Me and Amber entered our registration class together, Amber had her arm around me tightly as we walked over to our seat and threw our bags on the floor. The rest of the class appeared including Priya and her friends, I sighed and lowered my head to stare at the desk while they walked passed and sat at the back of the room.

"How was your weekend everyone?" Our tutor asked, nobody answered. Most of the girls in the room were asleep and the others were eating their breakfast or listening to music.

"Well, I have another ice breaker for you all!"

"Why? We've been here for a week" Jade asked rudely, the tutor stared at her with a blank expression.

"Because Jade some people may not have found their cliques. There might be people in this room who have so much in common with you and you don't even know it!" The tutor shouted, somehow she is so enthusiastic on a Monday morning.

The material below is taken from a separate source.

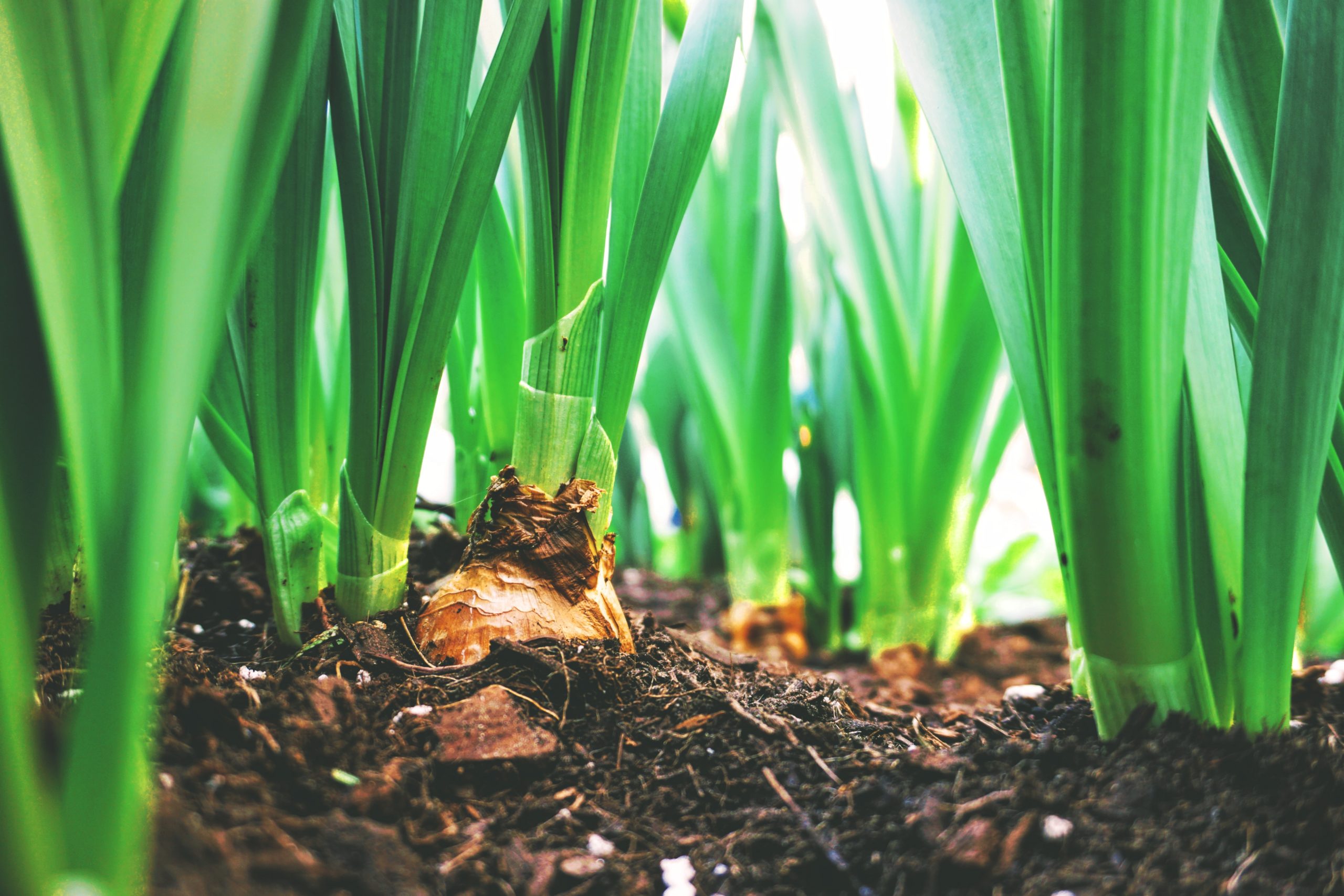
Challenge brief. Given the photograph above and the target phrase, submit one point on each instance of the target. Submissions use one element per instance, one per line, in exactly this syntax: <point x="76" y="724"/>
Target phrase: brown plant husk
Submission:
<point x="531" y="568"/>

"Yeah, we are all so alike! Take Jade and Priya for example. Priya likes boys and then Jade.. Well, we all know what she likes" Ashley shouted out with an evil grin on her face, the rest of the girls in the class laughed. Jade glanced across the room at Ashley in anger.

As everybody continued to laugh, I looked over at Priya who was staring directly at me with a frown on her face. I looked away quickly and sighed. Amber and Carrie-Anne groaned because Ashley is so annoying.

"Get out of my classroom Ashley" The tutor instructed, Ashley continued to laugh and point at Jade as she left the room. Everybody quieted down once she was gone.

"I apologise Jade.." The tutor said, she sat down at her desk and sighed.

"It's fine. At least we all know who the childish one is in the class" Jade said with a grin, me and Amber nodded in agreement.